Answer:
a) z* = -1.97
b) z* = -2.33
c) z* = -1.65
d) z* = 2.04
e) z* = 2.33
f) z* = -1.25.
Explanation:
Z-score:
The Z-score measures how many standard deviations the measure is from the mean. After finding the Z-score, we look at the z-score table and find the p-value associated with this z-score. This p-value is the probability that the value of the measure is smaller than X, that is, the percentile of X. Subtracting 1 by the pvalue, we get the probability that the value of the measure is greater than X.
a. P(z < z*) = 0.0244
We have to look at the ztable, and find z which has a pvalue of 0.0244. So it is z* = -1.97
b. P(z < z*) = 0.0098
We have to look at the ztable, and find z which has a pvalue of 0.0098. So it is z* = -2.33
c.
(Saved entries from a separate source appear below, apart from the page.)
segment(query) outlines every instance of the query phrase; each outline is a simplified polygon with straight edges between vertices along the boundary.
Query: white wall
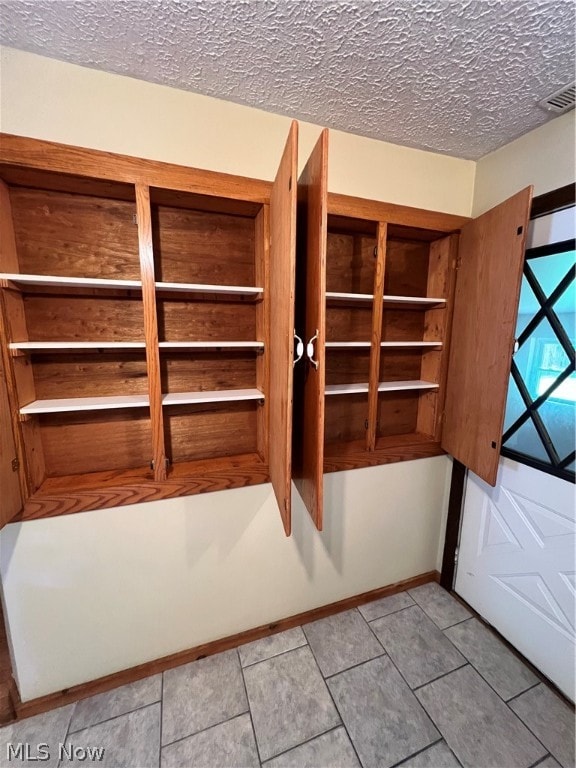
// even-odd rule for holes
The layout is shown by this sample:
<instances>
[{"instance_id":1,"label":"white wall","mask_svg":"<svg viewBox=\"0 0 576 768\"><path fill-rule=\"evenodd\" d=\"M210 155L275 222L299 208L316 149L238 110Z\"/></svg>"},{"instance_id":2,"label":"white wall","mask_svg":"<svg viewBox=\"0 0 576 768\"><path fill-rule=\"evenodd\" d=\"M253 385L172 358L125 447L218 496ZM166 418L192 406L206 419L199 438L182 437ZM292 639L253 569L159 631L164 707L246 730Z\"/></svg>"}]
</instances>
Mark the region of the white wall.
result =
<instances>
[{"instance_id":1,"label":"white wall","mask_svg":"<svg viewBox=\"0 0 576 768\"><path fill-rule=\"evenodd\" d=\"M274 176L289 120L1 51L1 129ZM301 156L319 133L302 125ZM475 164L337 131L330 189L469 215ZM328 475L326 530L269 485L8 526L3 599L24 700L438 566L446 457Z\"/></svg>"},{"instance_id":2,"label":"white wall","mask_svg":"<svg viewBox=\"0 0 576 768\"><path fill-rule=\"evenodd\" d=\"M574 181L576 112L545 123L481 158L476 165L473 216L534 185L542 195Z\"/></svg>"}]
</instances>

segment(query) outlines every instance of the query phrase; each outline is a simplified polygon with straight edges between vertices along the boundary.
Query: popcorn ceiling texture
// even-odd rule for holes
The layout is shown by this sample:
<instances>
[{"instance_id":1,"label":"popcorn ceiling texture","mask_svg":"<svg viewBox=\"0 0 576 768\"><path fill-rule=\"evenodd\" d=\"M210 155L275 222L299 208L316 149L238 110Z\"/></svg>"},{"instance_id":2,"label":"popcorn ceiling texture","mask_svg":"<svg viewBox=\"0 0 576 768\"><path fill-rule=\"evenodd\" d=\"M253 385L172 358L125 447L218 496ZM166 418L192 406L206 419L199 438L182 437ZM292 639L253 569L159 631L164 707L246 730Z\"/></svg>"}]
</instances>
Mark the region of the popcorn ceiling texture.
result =
<instances>
[{"instance_id":1,"label":"popcorn ceiling texture","mask_svg":"<svg viewBox=\"0 0 576 768\"><path fill-rule=\"evenodd\" d=\"M575 10L573 0L1 0L0 39L477 159L550 119L535 104L574 77Z\"/></svg>"}]
</instances>

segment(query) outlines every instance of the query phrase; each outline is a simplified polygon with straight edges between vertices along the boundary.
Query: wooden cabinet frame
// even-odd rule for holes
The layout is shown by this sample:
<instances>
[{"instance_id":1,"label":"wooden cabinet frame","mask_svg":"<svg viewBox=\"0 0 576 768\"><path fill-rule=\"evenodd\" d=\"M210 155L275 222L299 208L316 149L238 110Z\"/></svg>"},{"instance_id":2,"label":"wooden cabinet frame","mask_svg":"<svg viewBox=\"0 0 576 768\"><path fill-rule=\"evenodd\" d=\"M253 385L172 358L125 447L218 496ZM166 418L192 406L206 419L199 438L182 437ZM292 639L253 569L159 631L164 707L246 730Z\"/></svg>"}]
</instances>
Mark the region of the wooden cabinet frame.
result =
<instances>
[{"instance_id":1,"label":"wooden cabinet frame","mask_svg":"<svg viewBox=\"0 0 576 768\"><path fill-rule=\"evenodd\" d=\"M295 482L319 529L325 472L449 452L495 483L532 191L475 220L330 194L327 152L324 132L298 221L315 362L296 377Z\"/></svg>"},{"instance_id":2,"label":"wooden cabinet frame","mask_svg":"<svg viewBox=\"0 0 576 768\"><path fill-rule=\"evenodd\" d=\"M289 534L297 151L270 184L1 137L3 523L271 480Z\"/></svg>"},{"instance_id":3,"label":"wooden cabinet frame","mask_svg":"<svg viewBox=\"0 0 576 768\"><path fill-rule=\"evenodd\" d=\"M271 481L289 535L292 479L319 529L325 472L495 481L531 189L476 220L330 194L328 131L297 167L297 123L273 183L1 137L2 522Z\"/></svg>"}]
</instances>

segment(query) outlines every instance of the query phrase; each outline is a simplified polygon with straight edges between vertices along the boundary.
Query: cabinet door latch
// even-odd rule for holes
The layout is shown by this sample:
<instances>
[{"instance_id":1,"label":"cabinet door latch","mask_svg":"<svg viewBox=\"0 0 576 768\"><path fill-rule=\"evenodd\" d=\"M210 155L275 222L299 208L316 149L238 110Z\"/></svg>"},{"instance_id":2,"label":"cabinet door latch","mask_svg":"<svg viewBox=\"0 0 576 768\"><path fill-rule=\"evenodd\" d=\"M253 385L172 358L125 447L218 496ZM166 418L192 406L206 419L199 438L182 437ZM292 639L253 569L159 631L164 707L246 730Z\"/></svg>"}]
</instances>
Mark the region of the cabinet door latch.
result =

P(z < z*) = 0.0496
We have to look at the ztable, and find z which has a pvalue of 0.0496. So it is z* = -1.65
d. P(z > z*) = 0.0204
We have to look at the ztable, and find z which has a pvalue of 1 - 0.0204 = 0.9796. So z* = 2.04
e. P(z > z*) = 0.0098
We have to look at the ztable, and find z which has a pvalue of 1 - 0.0098 = 0.9902. So z* = 2.33
(f) P(z > z* or z < -z*) = 0.201
This is z which has a pvalue of 0.201/2 = 0.1055. So it is z* = -1.25.